Review of "Omega: flexible, scalable schedulers for large compute clusters"

29 Sep 2015

Review of "Omega: flexible, scalable schedulers for large compute clusters"

Similar to Mesos, Omega is also designed to bring better resource management of data centers. While unlike Mesos's two-level resource offering model, which hides the overall cluster resources, Omega proposed a shared-state model.

According to this paper, most (> 80%) jobs are batch jobs, but the majority of resources (55 - 80%) are allocated to service jobs. Service jobs usually run for a much longer time than batch jobs. Omega is designed to accommodate these types of jobs. One thing to notice is fairness is not one of the main concerns of Omega, it's more driven by business requirements.

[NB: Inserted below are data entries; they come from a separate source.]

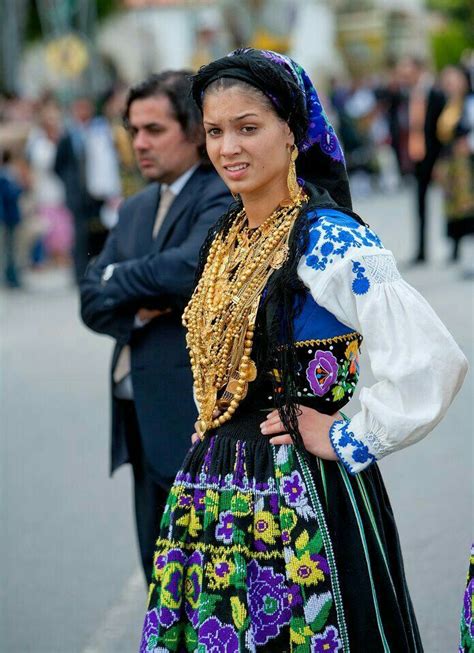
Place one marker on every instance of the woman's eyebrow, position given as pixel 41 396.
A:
pixel 241 117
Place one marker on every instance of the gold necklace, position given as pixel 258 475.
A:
pixel 220 317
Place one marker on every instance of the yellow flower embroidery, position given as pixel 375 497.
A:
pixel 190 520
pixel 304 571
pixel 240 505
pixel 287 519
pixel 265 527
pixel 239 612
pixel 352 349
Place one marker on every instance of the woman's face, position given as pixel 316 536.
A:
pixel 248 144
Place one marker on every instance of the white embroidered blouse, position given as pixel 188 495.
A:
pixel 417 365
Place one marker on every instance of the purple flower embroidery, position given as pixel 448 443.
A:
pixel 322 372
pixel 322 562
pixel 293 488
pixel 268 602
pixel 185 501
pixel 285 536
pixel 193 586
pixel 328 642
pixel 160 562
pixel 215 637
pixel 294 596
pixel 199 499
pixel 224 529
pixel 150 631
pixel 468 607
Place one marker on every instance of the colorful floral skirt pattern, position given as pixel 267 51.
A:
pixel 466 644
pixel 265 549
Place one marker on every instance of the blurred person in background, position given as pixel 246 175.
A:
pixel 425 103
pixel 48 189
pixel 10 218
pixel 137 288
pixel 83 159
pixel 131 179
pixel 455 130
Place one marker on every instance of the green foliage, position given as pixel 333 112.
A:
pixel 449 43
pixel 106 7
pixel 33 24
pixel 455 9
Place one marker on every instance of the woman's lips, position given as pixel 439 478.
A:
pixel 235 171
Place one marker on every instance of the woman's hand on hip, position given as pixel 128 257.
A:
pixel 314 428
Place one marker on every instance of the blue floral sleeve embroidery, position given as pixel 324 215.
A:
pixel 353 453
pixel 361 284
pixel 333 235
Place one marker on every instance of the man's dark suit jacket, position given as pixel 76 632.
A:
pixel 154 274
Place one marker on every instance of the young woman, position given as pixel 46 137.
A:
pixel 278 534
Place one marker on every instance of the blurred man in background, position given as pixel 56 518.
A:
pixel 70 166
pixel 137 289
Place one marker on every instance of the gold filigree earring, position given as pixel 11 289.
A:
pixel 292 180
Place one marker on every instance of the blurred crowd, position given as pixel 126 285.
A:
pixel 64 170
pixel 62 177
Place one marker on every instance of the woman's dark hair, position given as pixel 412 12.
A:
pixel 273 81
pixel 176 86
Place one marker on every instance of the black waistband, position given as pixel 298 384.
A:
pixel 243 426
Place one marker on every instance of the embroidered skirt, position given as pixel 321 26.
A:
pixel 265 549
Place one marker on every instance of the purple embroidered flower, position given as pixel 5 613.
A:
pixel 193 586
pixel 185 501
pixel 468 607
pixel 322 372
pixel 150 631
pixel 322 562
pixel 222 569
pixel 294 596
pixel 199 499
pixel 293 488
pixel 216 637
pixel 285 536
pixel 160 562
pixel 167 616
pixel 328 642
pixel 274 507
pixel 268 602
pixel 224 529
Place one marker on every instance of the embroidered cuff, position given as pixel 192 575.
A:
pixel 354 454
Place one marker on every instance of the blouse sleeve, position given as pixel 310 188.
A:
pixel 417 365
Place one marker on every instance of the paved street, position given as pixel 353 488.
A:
pixel 70 580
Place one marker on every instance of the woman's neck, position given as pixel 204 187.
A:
pixel 259 206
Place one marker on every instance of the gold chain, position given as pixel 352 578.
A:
pixel 220 317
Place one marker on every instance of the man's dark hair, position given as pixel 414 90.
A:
pixel 176 86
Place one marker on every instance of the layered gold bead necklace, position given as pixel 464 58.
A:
pixel 220 317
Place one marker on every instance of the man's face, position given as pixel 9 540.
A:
pixel 164 152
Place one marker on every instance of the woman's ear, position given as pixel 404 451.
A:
pixel 291 137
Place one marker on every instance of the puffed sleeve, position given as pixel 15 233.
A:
pixel 417 365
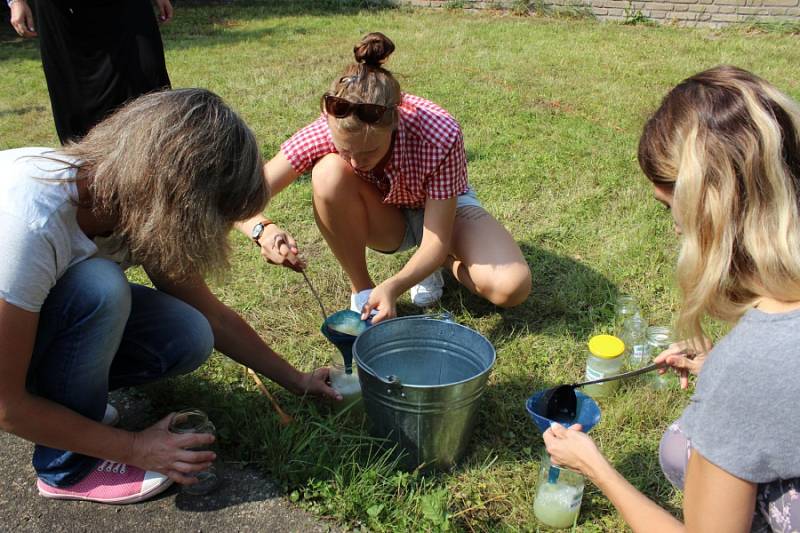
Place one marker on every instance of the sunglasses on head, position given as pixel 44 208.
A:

Omega takes a shared-state scheduling method. All schedulers have been granted access to the whole cluster. They are allowed to compete in a free-for-all manner and use optimistic concurrency control to mediate clashes when they update the cluster state. For example, when individual schedulers put new tasks onto some nodes, it tries to push this update to the central state, but it might fail because of conflict. (Other schedulers might have scheduled tasks on the same nodes already.) In that case, the scheduler can just retry. (According to this paper, conflicts are pretty rare event in Google's production environment.) By using optimistic concurrency, schedulers has a very high level of parallelism. But it also made the trade-off that if the optimistic concurrency assumptions are incorrect, the scheduler has to redo the work. There's no resource allocator in Omega; all of the resource allocation decisions take place in the schedulers. A resilient master copy of the resource allocations in the cluster is maintained. Each scheduler is given a private, local, frequently-updated copy of cell state that it uses for making scheduling decisions.

Will this paper be influential in 10 years? Maybe, it proposes a shared-state scheduling method which allows for efficient scheduling of tasks.